Viel mehr als ein Urlaubsziel: Warum die Wahl in Thailand auch für Deutschland wichtig ist

Nicht nur weiße Strände und Vollmond-Partys: Thailand ist zweitgrößte Volkswirtschaft in Südostasien und auch für deutsche Unternehmen relevant. Am Sonntag wählt das Land.

Ein Gastbeitrag von Céline Caro

Phuket, Koh Phangan, Pattaya – weiße Sandstrände, Full-Moon-Partys, wunderschöne Natur und viel Erholung. Für die meisten in Deutschland bedeutet Thailand vor allem eines: Urlaub.

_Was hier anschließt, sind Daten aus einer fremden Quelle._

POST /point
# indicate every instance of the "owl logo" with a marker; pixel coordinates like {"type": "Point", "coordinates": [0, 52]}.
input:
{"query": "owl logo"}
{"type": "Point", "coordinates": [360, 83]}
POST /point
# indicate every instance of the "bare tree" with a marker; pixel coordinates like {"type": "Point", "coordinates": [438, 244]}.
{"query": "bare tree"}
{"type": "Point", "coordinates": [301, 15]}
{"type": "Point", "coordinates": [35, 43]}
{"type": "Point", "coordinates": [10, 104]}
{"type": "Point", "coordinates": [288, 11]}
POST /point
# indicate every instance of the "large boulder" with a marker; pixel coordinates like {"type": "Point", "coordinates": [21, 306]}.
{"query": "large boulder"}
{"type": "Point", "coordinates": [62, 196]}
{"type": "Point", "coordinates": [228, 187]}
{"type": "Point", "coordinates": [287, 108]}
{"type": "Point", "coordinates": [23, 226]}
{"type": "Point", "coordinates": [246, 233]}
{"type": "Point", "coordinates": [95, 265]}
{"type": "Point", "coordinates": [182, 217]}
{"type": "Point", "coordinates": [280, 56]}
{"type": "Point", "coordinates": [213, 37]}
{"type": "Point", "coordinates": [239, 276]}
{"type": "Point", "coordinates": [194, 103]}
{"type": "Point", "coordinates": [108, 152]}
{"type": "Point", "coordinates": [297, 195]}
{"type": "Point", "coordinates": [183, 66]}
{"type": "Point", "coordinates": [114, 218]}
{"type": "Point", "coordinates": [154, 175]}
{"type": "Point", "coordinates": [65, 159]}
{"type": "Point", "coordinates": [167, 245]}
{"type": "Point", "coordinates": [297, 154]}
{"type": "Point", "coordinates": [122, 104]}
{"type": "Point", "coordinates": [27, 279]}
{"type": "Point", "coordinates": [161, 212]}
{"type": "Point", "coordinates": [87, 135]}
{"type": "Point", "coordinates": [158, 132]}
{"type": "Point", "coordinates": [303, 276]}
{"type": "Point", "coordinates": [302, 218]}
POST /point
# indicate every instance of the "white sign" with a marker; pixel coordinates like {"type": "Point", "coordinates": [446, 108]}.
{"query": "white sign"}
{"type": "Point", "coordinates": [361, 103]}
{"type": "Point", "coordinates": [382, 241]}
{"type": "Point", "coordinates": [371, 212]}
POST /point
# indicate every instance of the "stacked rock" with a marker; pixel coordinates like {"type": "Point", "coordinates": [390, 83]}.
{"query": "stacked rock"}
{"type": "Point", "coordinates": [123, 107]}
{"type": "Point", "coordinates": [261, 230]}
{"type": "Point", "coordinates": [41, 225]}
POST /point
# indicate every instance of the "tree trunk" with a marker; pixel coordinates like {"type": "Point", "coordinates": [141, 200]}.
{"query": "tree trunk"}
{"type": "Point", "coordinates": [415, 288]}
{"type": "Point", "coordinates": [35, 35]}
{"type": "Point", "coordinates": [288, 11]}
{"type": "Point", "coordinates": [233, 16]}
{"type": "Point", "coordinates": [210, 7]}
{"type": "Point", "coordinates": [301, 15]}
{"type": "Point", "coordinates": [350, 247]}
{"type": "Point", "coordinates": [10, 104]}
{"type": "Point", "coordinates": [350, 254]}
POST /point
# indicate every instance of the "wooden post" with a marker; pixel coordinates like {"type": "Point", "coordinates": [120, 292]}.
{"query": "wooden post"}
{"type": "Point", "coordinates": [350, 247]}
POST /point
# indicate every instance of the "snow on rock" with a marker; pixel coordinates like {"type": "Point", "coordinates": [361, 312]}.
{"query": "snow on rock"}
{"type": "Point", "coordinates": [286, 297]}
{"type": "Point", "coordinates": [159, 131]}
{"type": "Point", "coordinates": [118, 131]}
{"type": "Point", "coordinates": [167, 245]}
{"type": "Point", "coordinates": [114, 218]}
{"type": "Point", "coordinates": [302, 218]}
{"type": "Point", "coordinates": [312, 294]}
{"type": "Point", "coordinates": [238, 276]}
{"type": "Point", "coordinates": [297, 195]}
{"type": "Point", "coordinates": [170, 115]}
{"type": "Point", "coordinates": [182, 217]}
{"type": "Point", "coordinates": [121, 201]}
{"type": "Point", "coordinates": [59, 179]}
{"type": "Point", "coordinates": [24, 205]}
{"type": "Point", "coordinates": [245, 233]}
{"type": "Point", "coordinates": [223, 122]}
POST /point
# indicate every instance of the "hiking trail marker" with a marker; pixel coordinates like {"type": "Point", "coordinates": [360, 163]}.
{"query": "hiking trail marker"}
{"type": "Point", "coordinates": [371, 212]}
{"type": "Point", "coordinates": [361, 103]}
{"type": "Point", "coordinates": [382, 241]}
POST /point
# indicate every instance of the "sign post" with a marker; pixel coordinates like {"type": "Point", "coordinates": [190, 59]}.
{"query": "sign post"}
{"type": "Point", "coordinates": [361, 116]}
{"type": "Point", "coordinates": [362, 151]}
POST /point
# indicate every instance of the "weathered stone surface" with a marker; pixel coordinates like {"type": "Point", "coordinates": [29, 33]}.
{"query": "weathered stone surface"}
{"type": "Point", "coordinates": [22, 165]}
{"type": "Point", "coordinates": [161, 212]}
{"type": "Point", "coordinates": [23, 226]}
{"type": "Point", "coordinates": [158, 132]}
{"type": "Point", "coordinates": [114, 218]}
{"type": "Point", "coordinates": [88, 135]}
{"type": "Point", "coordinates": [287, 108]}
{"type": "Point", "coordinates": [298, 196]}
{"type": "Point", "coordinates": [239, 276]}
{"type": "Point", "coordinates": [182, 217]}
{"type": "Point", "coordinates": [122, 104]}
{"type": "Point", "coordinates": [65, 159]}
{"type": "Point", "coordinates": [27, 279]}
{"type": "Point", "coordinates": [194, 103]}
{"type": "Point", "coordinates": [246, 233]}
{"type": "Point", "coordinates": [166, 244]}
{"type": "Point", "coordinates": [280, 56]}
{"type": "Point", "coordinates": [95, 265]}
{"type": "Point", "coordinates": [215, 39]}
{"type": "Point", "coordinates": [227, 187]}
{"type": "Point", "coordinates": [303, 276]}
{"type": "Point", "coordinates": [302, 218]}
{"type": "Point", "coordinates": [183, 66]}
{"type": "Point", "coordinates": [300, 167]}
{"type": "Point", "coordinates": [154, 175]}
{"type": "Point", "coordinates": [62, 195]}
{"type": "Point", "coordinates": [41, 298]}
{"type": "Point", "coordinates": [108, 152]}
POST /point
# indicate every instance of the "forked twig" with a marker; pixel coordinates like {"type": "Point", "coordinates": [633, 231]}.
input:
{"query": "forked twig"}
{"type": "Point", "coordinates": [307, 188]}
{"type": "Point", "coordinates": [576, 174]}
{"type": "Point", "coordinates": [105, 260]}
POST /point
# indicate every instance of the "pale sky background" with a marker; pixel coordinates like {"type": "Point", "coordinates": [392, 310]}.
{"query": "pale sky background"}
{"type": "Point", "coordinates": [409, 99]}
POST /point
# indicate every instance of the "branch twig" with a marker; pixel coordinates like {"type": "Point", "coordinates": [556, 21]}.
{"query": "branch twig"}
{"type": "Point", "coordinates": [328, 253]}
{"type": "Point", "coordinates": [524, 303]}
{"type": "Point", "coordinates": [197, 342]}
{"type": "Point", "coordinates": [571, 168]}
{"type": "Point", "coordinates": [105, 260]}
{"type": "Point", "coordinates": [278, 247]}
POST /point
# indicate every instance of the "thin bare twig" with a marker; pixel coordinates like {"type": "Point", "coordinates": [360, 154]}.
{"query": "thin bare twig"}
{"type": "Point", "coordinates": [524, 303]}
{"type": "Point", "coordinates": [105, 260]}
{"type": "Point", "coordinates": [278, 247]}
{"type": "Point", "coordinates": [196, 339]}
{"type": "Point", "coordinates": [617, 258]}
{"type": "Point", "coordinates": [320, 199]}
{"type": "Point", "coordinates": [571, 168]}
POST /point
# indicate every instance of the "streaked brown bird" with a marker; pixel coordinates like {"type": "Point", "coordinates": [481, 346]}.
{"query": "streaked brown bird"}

Die Führungsetagen vieler Unternehmen assoziieren das Königreich allerdings zunehmend mit lukrativen Geschäften. Thailand ist die zweitgrößte Volkswirtschaft Südostasiens und Deutschland ist sein wichtigster Handelspartner innerhalb der EU.

Umgekehrt rangiert Thailand auf Platz drei der deutschen Direktinvestitionen innerhalb der Asean-Staaten. Mercedes-Benz und BMW, die östlich von Bangkok Fahrzeuge produzieren, sind Marktführer im Premiumsegment und Flaggschiffe der deutschen Industrie vor Ort.

Thailand exportiert überwiegend elektronische Komponenten nach Deutschland, hat sich aber auch als Zulieferer von Kfz-Teilen etabliert. Dies gilt insbesondere für Reifen, denn über 90 Prozent des Naturkautschuks wird in Südostasien produziert und Thailand ist hier weltweit führend.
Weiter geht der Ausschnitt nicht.